If you find yourself in a position where you need to increase profits to increase your contribution margin, there are several steps you can take:
1. Switch Up Operating Procedures
You will want to find a way to keep the same customers coming back to you again and again. Many places do this by creating a service plan or bundle, where customers can keep returning for, say, 10 personal training sessions at a fixed rate.
2. Trim Expenses
Take a look at how you are operating your business overall. Are there ways you can automate procedures to save money? Can you hire part-time versus full-time employees to complete tasks? These small changes may seem minor but can quickly add up over time.
3. Maximize Cash Flow
One of the most efficient ways to create a steady cash flow is to have ongoing payment plans through existing clients. This creates an ongoing relationship with your client and ensures that you have a consistent revenue stream coming in the door.
For instance, instead of offering a one-time service, create a weekly service contract where you charge an upfront rate.
So, instead of offering a service with a one-time fee of $100, try offering a 3-month plan for $250 to encourage customers to continue working with you longer than just a one-time service.
It is always important to rely on word-of-mouth customers as well because customers who enjoy your service or product offerings will almost always refer you to their friends if it comes up in conversation.
Keep this in mind when it comes to marketing your business and your offerings.
Making that good impression is more than just impressing your customer – it is about impressing their friends who they speak about you too and encouraging them to buy from you as well.
Effective marketing is what gets your name and foot in the door.
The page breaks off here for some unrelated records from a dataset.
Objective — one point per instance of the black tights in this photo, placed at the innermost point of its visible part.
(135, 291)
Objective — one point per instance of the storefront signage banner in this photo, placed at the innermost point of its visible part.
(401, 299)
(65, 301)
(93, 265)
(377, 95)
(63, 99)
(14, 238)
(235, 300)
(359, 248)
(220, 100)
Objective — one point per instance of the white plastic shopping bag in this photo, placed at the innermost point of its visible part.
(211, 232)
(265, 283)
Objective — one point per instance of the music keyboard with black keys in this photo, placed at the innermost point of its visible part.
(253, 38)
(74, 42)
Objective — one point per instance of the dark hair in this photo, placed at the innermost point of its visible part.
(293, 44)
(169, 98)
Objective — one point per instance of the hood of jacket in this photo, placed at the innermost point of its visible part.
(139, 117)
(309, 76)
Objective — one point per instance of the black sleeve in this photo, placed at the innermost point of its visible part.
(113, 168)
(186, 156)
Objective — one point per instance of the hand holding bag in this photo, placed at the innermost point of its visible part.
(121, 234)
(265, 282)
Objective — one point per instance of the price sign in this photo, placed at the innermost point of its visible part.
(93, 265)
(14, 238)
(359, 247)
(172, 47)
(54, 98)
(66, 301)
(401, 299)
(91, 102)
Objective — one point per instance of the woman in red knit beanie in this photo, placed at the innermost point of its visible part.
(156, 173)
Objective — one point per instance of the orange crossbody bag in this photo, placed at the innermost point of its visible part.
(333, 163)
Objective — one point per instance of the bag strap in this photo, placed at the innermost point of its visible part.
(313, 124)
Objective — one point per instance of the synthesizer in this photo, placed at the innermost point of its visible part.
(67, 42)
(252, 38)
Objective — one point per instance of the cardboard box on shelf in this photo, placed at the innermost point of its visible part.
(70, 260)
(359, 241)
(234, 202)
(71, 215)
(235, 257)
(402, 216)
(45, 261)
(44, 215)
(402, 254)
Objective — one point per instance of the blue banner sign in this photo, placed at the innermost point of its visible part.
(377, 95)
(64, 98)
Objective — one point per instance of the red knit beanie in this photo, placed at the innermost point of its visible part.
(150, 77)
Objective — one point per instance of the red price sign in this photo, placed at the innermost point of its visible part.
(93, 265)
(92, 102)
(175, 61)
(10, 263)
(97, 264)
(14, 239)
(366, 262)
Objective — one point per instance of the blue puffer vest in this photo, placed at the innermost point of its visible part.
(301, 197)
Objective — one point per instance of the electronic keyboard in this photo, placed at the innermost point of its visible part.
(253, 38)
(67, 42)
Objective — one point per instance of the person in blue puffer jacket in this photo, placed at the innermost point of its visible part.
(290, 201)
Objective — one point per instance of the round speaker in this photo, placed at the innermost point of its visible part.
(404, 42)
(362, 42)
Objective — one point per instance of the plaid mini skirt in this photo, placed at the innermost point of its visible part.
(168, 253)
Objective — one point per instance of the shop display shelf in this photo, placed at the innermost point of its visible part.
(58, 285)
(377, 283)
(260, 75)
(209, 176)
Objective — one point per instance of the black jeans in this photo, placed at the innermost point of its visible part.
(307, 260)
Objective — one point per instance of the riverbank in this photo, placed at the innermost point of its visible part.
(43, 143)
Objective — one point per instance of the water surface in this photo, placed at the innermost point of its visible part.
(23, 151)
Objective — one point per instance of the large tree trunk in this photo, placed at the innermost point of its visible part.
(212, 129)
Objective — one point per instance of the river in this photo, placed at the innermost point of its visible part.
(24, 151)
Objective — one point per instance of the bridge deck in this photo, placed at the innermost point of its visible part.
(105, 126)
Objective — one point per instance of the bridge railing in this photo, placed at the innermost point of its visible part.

Ensure your business has an online presence through Facebook, Twitter, Yelp, and YouTube and consistently check in to these various mediums.
It is also important to not only have these platforms but to keep them updated and check them frequently to make sure your customers know someone is there.
Respond to any reviews in a timely manner and be on the lookout for any incoming questions regarding your products.
This will often be the first impression a customer has of you, so make sure you make a good one because you will not always get a second chance.
Utilize Your Resources
Calculating your contribution margin is just one tool you can utilize to ensure you are adjusting your expenses appropriately and making the most revenue as possible.
There are numerous methods of keeping accounting within your business and these typically involve a lot of trial and error before the most cost-efficient method is found.
Even the most successful businesses did not always have the perfect sales plan and often required multiple tweaks and changes to their plans before they could increase revenue.
With today’s changing market and focus on online businesses, what matters most is that you create your vision statement early on, focus on the value you can bring to your customers, and how you can continue to grow and expand your business in the future.